Все упорнее становились слухи, что недалек час, когда «патриоты» нанесут решительный удар. Каждый понедельник поклонники Кутцнера ждали, что вот сегодня он обязательно назначит день. На собрания стекалось все больше народу, и чиновники и служащие требовали, чтобы по понедельникам их отпускали пораньше, иначе все места за столиками уже оказывались занятыми. Люди боялись пропустить собрание, — а вдруг на нем будет возвещено о дне освобождения.

В одном из голубых вагонов трамвая, который шел мимо пивного заведения «Капуцинербрей», стоял, стиснутый прочими жаждущими попасть на кутцнеровское собрание, антиквар Каэтан Лехнер. Он успел уже побывать в Голландии и снова посмотреть на «комодик». Голландец пригласил его к обеду. Еды было вдоволь, к тому же вкусно приготовленной, но Лехнера так смутило количество вилок, и ножей, и прислуги, что он, можно сказать, ни к чему не притронулся. Потом на все корки бранил голландца, этого скрягу, жадюгу, который морит людей голодом. Но «комодик» он все-таки сфотографировал, и так удачно, что дома часто стоял и смотрел на фотографии, и сердце у него переполнялось нежностью к «комодику» и негодованием на правительство, которое сперва заставило его расстаться с ним, а потом допустило, чтобы какой-то галицийский еврей прямо у него из-под носа перехватил яично-желтый дом. Он перешел на сторону Кутцнера, убежденный, что фюрер отомстит за него и поможет наконец выбиться в люди.

Когда он выбирался из трамвая, кто-то грубо толкнул его и тут же сказал: «Извиняйте, господин хороший». Оказалось, это его жилец с Унтерангера Гаутсенедер. Лехнер его ненавидел и до сих пор судился с ним — никак не мог простить, что тот выставил его, нового домохозяина, из своей квартиры. Теперь они бок о бок общими усилиями старались пробиться вперед, все еще немного злясь и косо поглядывая друг на друга. Но толпа одновременно впихнула их в зал, и они оказались за одним столиком. Как же тут было не завязать пусть ворчливую, но все же беседу?

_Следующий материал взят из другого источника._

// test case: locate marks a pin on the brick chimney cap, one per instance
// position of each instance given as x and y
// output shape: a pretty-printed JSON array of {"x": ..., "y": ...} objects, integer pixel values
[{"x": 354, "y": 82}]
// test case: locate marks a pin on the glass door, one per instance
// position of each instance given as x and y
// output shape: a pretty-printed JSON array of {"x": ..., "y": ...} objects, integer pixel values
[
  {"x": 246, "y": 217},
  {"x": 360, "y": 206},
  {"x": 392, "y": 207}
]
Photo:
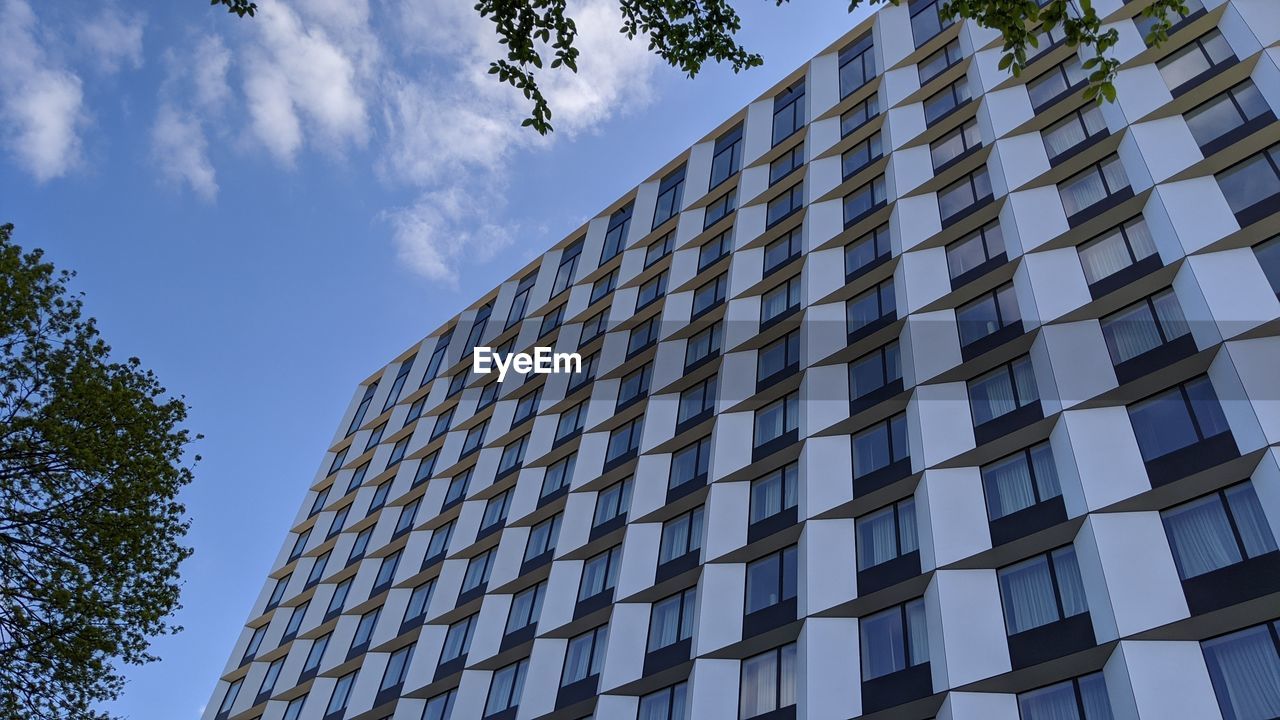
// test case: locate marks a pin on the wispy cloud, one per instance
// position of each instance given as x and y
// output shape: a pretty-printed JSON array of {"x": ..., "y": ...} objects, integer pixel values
[
  {"x": 41, "y": 103},
  {"x": 112, "y": 39}
]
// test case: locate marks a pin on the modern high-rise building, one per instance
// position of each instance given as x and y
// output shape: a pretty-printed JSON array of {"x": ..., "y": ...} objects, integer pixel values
[{"x": 913, "y": 390}]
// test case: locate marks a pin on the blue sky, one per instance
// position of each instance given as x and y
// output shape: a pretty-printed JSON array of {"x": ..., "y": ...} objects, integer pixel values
[{"x": 268, "y": 210}]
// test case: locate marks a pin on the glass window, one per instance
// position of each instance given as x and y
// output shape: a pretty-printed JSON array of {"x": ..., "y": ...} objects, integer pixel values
[
  {"x": 777, "y": 356},
  {"x": 696, "y": 400},
  {"x": 1253, "y": 181},
  {"x": 886, "y": 534},
  {"x": 1176, "y": 418},
  {"x": 474, "y": 438},
  {"x": 439, "y": 541},
  {"x": 874, "y": 370},
  {"x": 690, "y": 463},
  {"x": 339, "y": 596},
  {"x": 780, "y": 251},
  {"x": 1244, "y": 669},
  {"x": 542, "y": 537},
  {"x": 787, "y": 112},
  {"x": 496, "y": 510},
  {"x": 1056, "y": 82},
  {"x": 946, "y": 100},
  {"x": 964, "y": 194},
  {"x": 397, "y": 666},
  {"x": 650, "y": 290},
  {"x": 612, "y": 502},
  {"x": 635, "y": 383},
  {"x": 571, "y": 420},
  {"x": 359, "y": 417},
  {"x": 703, "y": 345},
  {"x": 1080, "y": 698},
  {"x": 726, "y": 156},
  {"x": 987, "y": 314},
  {"x": 667, "y": 703},
  {"x": 643, "y": 336},
  {"x": 780, "y": 300},
  {"x": 506, "y": 687},
  {"x": 558, "y": 474},
  {"x": 387, "y": 569},
  {"x": 955, "y": 144},
  {"x": 865, "y": 250},
  {"x": 871, "y": 306},
  {"x": 681, "y": 536},
  {"x": 478, "y": 570},
  {"x": 709, "y": 295},
  {"x": 859, "y": 156},
  {"x": 600, "y": 573},
  {"x": 859, "y": 115},
  {"x": 768, "y": 682},
  {"x": 1043, "y": 589},
  {"x": 894, "y": 639},
  {"x": 671, "y": 192},
  {"x": 1194, "y": 59},
  {"x": 273, "y": 674},
  {"x": 713, "y": 250},
  {"x": 457, "y": 639},
  {"x": 1116, "y": 249},
  {"x": 439, "y": 707},
  {"x": 775, "y": 492},
  {"x": 229, "y": 696},
  {"x": 585, "y": 655},
  {"x": 419, "y": 600},
  {"x": 856, "y": 64},
  {"x": 938, "y": 62},
  {"x": 1226, "y": 112},
  {"x": 880, "y": 446},
  {"x": 1269, "y": 258},
  {"x": 1004, "y": 390},
  {"x": 316, "y": 654},
  {"x": 771, "y": 579},
  {"x": 864, "y": 200},
  {"x": 604, "y": 286},
  {"x": 1217, "y": 531},
  {"x": 1020, "y": 481},
  {"x": 927, "y": 19},
  {"x": 777, "y": 418},
  {"x": 974, "y": 249},
  {"x": 625, "y": 440},
  {"x": 438, "y": 354},
  {"x": 785, "y": 205},
  {"x": 520, "y": 301},
  {"x": 672, "y": 619},
  {"x": 785, "y": 164},
  {"x": 720, "y": 209},
  {"x": 1143, "y": 326},
  {"x": 1092, "y": 186},
  {"x": 365, "y": 628},
  {"x": 526, "y": 606},
  {"x": 567, "y": 267},
  {"x": 616, "y": 236}
]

До начала оставалось не меньше получаса, но зал уже был битком набит. Табачный дым густыми клубами окутывал помидорно-красные головы, лица, украшенные щетинистыми усами, серые пивные кружки. Газетчики выкрикивали: «Запрещенный номер «Фатерлендишер анцейгер»!» Власти время от времени запрещали какой-нибудь номер этой газеты, но смотрели сквозь пальцы на то, что их запреты не исполняются. Собравшиеся терпеливо ждали, развлекаясь бранью в адрес правительства за чинимые несправедливости. Например, г-жа Тереза Гаутсенедер на собственной шкуре испытала полную негодность нынешнего режима. Она купила в рассрочку у коммивояжера пылесос марки «Аполлон». Другой коммивояжер продал ей, тоже в рассрочку, но немного дешевле пылесос марки «Триумф», уверив, что договорится с первым коммивояжером и что все будет в порядке. Но, разумеется, и не подумал договориться, так что теперь она должна была платить за оба пылесоса. Г-н Гаутсенедер, целые дни гнувший спину на зендлинговской линолеумной фабрике, заявил, что не собирается выбрасывать четырехмесячное жалованье на ее идиотские прихоти, и вообще она дура дурой, и он попросту с ней разведется. Г-жа Гаутсенедер, со своей стороны, выразила желание броситься в Изар. Дело дошло до суда, началась бесконечная волокита. Адвокаты бубнили о заведомом обмане, о неправомочности жены и прочее. В результате было вынесено невразумительное постановление о мировой, которое никого не удовлетворило, и недовольные существующим строем г-н и г-жа Гаутсенедеры, а также оба коммивояжера вступили в ряды «истинных германцев».